Thirty-four people were hospitalized, which was the case in 44 states, including one incident in Connecticut.

Salmonella are bacteria that are among the most common causes of food poisoning in the United States. Normally, the symptoms last four to seven days and people recover without treatment. Salmonella poisoning, however, can have serious or even fatal consequences in older adults, infants, people with chronic diseases and other immunocompromised conditions.

According to CDC, humans may experience salmonella infections by touching live chickens and other poultry or their environments. The animals can carry salmonella bacteria even if they appear healthy.

Lis repeated these thoughts.

"They have bacteria not only in their feces, but also in their feathers," she said.

In Connecticut, local governments have their own policies on whether or not residents can keep alive poultry.
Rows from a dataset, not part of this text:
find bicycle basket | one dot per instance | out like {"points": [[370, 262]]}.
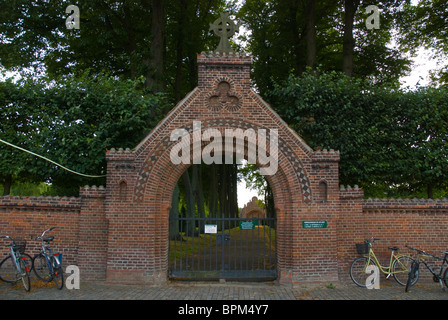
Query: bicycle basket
{"points": [[362, 248], [20, 246]]}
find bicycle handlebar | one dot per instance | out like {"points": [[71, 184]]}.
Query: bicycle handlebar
{"points": [[8, 237], [424, 252]]}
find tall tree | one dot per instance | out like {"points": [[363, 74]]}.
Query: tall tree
{"points": [[350, 8]]}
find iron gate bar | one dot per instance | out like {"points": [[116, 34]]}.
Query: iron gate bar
{"points": [[249, 255]]}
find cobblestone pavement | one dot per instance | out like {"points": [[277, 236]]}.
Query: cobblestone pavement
{"points": [[222, 291]]}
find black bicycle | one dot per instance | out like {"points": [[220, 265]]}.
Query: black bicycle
{"points": [[421, 256], [17, 265], [46, 265]]}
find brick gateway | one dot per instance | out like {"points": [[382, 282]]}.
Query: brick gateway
{"points": [[120, 233]]}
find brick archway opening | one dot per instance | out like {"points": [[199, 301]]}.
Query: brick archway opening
{"points": [[220, 243], [158, 208]]}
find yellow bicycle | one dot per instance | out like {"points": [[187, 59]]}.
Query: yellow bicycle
{"points": [[364, 271]]}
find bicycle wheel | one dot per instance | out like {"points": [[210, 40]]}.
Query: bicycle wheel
{"points": [[41, 269], [58, 274], [25, 273], [413, 274], [362, 272], [401, 269], [8, 270]]}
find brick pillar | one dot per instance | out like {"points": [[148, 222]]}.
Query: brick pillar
{"points": [[93, 231]]}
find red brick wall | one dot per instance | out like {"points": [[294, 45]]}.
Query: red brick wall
{"points": [[22, 217], [81, 228], [120, 233]]}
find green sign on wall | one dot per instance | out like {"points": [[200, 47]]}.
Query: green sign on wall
{"points": [[246, 225], [316, 224]]}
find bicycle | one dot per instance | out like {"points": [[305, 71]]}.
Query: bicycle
{"points": [[17, 265], [364, 270], [415, 268], [46, 265]]}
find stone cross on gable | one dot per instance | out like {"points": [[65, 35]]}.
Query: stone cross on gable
{"points": [[225, 28]]}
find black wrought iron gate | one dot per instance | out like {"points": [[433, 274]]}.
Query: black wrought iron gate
{"points": [[223, 248]]}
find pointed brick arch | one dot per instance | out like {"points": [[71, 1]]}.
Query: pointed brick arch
{"points": [[139, 223]]}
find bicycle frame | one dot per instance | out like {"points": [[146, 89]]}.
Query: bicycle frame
{"points": [[437, 277], [421, 256], [16, 256], [385, 269], [50, 254]]}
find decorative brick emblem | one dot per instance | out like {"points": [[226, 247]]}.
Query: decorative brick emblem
{"points": [[223, 98]]}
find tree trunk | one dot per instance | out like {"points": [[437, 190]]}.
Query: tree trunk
{"points": [[7, 183], [189, 199], [174, 214], [213, 196], [429, 190], [348, 41], [155, 63], [311, 52]]}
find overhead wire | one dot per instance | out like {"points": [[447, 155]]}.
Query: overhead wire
{"points": [[49, 160]]}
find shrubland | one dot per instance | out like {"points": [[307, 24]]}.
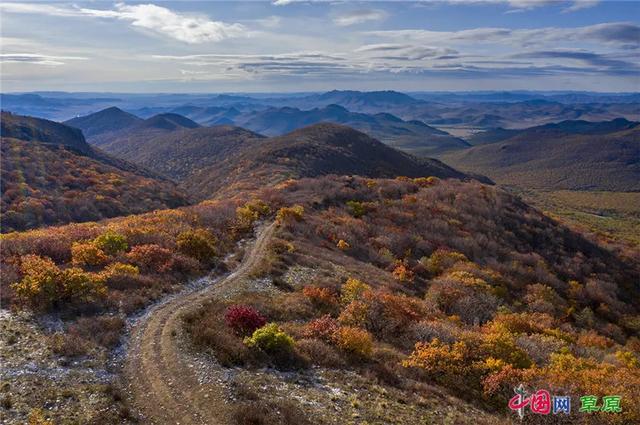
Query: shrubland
{"points": [[422, 282], [92, 274], [439, 282]]}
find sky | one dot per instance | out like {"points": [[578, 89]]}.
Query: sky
{"points": [[296, 46]]}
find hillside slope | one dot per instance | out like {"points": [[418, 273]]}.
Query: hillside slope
{"points": [[554, 130], [113, 126], [105, 121], [179, 154], [412, 136], [317, 150], [50, 175], [551, 160]]}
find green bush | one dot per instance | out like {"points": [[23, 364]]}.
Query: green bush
{"points": [[199, 244], [111, 243], [270, 338]]}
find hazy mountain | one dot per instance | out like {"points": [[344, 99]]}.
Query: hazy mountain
{"points": [[560, 156], [50, 175], [179, 154], [411, 136], [317, 150], [105, 121], [554, 130]]}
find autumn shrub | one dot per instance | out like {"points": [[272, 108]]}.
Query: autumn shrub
{"points": [[353, 340], [244, 320], [428, 330], [402, 272], [343, 245], [87, 334], [199, 244], [44, 285], [352, 289], [439, 360], [37, 417], [356, 209], [502, 345], [111, 243], [271, 339], [151, 257], [79, 286], [204, 327], [286, 214], [322, 328], [320, 352], [355, 314], [87, 254], [321, 298], [442, 259], [251, 211]]}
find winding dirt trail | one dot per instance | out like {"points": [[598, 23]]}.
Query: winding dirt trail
{"points": [[164, 387]]}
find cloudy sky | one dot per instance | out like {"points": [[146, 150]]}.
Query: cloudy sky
{"points": [[289, 45]]}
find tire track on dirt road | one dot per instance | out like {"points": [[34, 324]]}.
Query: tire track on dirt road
{"points": [[164, 389]]}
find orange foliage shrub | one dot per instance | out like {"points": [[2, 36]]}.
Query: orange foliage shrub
{"points": [[87, 254], [151, 258], [343, 245], [321, 298], [199, 244], [355, 314], [439, 359], [44, 285], [352, 289], [354, 340], [323, 328], [294, 213], [402, 272]]}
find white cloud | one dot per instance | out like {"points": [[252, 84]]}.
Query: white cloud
{"points": [[581, 4], [157, 19], [624, 33], [360, 16], [522, 5], [37, 59]]}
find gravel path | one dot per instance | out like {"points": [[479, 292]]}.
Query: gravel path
{"points": [[164, 385]]}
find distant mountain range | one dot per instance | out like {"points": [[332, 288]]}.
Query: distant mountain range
{"points": [[317, 150], [50, 175], [113, 127], [461, 109], [206, 159], [574, 155]]}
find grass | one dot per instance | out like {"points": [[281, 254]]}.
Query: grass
{"points": [[613, 215]]}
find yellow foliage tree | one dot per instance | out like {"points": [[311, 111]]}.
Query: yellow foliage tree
{"points": [[87, 254], [285, 214], [352, 289]]}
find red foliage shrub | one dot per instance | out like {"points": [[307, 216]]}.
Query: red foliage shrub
{"points": [[244, 319], [151, 258], [322, 328], [322, 298]]}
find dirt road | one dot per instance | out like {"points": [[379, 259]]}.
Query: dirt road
{"points": [[165, 388]]}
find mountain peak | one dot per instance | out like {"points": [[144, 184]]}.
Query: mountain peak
{"points": [[104, 121], [169, 121]]}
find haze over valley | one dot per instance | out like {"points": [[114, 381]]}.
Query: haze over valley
{"points": [[304, 212]]}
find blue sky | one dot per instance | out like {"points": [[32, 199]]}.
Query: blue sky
{"points": [[285, 45]]}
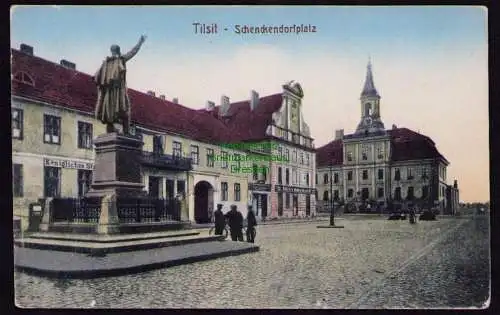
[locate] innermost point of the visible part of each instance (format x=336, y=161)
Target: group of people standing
x=235, y=220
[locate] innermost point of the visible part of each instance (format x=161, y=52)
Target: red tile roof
x=406, y=145
x=58, y=85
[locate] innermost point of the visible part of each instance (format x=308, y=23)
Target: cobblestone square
x=371, y=263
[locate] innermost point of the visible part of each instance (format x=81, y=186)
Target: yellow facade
x=30, y=152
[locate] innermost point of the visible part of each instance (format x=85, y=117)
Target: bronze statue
x=113, y=104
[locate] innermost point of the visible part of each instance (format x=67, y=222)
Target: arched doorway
x=203, y=202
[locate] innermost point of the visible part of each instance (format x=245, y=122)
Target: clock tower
x=370, y=106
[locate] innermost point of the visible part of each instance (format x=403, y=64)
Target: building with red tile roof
x=51, y=101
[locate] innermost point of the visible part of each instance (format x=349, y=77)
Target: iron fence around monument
x=79, y=210
x=147, y=210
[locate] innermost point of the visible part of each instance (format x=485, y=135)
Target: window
x=280, y=203
x=380, y=193
x=409, y=173
x=365, y=193
x=17, y=123
x=181, y=187
x=237, y=192
x=380, y=152
x=225, y=159
x=397, y=193
x=17, y=180
x=52, y=129
x=176, y=149
x=380, y=174
x=210, y=157
x=23, y=77
x=52, y=182
x=425, y=192
x=195, y=154
x=325, y=195
x=84, y=135
x=223, y=190
x=255, y=171
x=424, y=173
x=410, y=195
x=350, y=193
x=397, y=174
x=364, y=152
x=237, y=158
x=158, y=144
x=84, y=182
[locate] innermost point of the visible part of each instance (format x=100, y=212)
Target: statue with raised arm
x=113, y=104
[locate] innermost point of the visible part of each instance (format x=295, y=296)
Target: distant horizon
x=429, y=63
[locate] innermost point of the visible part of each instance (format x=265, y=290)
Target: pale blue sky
x=430, y=64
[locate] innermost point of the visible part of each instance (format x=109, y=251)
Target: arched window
x=25, y=78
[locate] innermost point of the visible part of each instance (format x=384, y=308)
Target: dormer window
x=25, y=78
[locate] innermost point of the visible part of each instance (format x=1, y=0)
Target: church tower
x=370, y=106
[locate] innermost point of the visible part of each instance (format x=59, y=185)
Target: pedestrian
x=235, y=221
x=251, y=223
x=220, y=220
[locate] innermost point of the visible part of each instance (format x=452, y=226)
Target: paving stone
x=298, y=266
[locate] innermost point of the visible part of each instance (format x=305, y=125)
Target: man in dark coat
x=235, y=221
x=220, y=220
x=251, y=223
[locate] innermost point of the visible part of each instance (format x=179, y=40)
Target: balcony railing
x=166, y=161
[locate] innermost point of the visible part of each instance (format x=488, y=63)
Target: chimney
x=254, y=99
x=224, y=106
x=68, y=64
x=27, y=49
x=339, y=134
x=210, y=106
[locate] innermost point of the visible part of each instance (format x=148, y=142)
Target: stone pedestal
x=117, y=166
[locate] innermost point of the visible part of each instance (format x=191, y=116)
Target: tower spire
x=369, y=87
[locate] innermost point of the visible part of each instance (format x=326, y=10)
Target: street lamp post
x=332, y=204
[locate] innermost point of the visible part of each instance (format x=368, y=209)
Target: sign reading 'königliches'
x=68, y=164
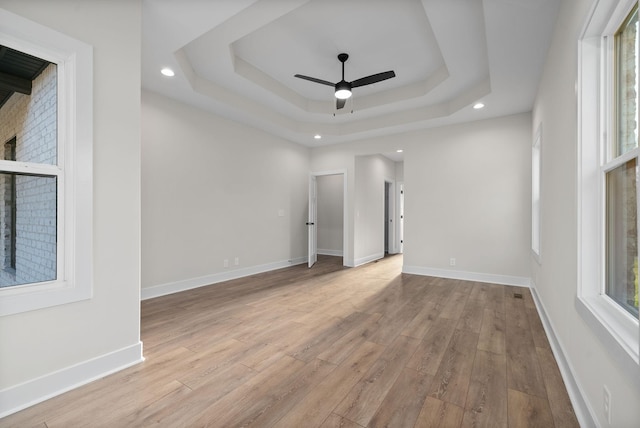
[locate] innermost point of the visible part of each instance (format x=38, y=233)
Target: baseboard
x=335, y=253
x=367, y=259
x=16, y=398
x=519, y=281
x=581, y=408
x=188, y=284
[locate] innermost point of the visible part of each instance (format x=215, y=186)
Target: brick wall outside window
x=32, y=120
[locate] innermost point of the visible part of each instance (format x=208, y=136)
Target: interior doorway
x=329, y=218
x=388, y=219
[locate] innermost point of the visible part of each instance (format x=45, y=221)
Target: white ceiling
x=237, y=58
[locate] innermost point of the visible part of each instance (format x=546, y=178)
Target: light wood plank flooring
x=329, y=347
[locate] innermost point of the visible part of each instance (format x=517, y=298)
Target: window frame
x=74, y=168
x=596, y=105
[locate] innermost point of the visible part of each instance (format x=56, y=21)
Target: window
x=30, y=178
x=621, y=172
x=608, y=177
x=8, y=187
x=535, y=193
x=45, y=168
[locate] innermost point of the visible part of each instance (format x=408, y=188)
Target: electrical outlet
x=607, y=403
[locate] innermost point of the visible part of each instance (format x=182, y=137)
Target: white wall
x=213, y=190
x=467, y=195
x=555, y=279
x=330, y=219
x=47, y=350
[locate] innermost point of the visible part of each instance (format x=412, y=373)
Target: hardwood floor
x=329, y=347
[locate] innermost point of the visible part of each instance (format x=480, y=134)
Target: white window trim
x=536, y=229
x=610, y=322
x=74, y=61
Even in cities where live poultry is allowed, regulations vary.

In Trumbull, for example, in planning and land use laws, it is said that in backyards a chicken coop is allowed with a maximum of six chickens – as long as it is not (19659009) Milford passed a complex law in 2013 that allowed the keeping of exclusively female poultry, "subject to regulatory approval by the Planning and Zoning Office" and required strict regulations from the budding poultry keepers regarding the species of poultry kept, the number of chickens and the size and positioning of the henhouse.

Lis said the attitude of live poultry to private ownership is more

"They see more chickens staying in places they have not been before," she said.

According to the CDC, 70 salmonella infections have been linked to contact with salmonella ba since 2000. To prevent further outbreaks, the CDC encourages people to take precautionary measures on live poultry, such as hands thoroughly with soap and to wash water immediately after touching live poultry or anything in their environment.

Also, the CDC advises that children who are 5 years old or younger touch live poultry without adult supervision, and recommend putting aside a pair of dress shoes while looking after poultry and those shoes leave outside the house.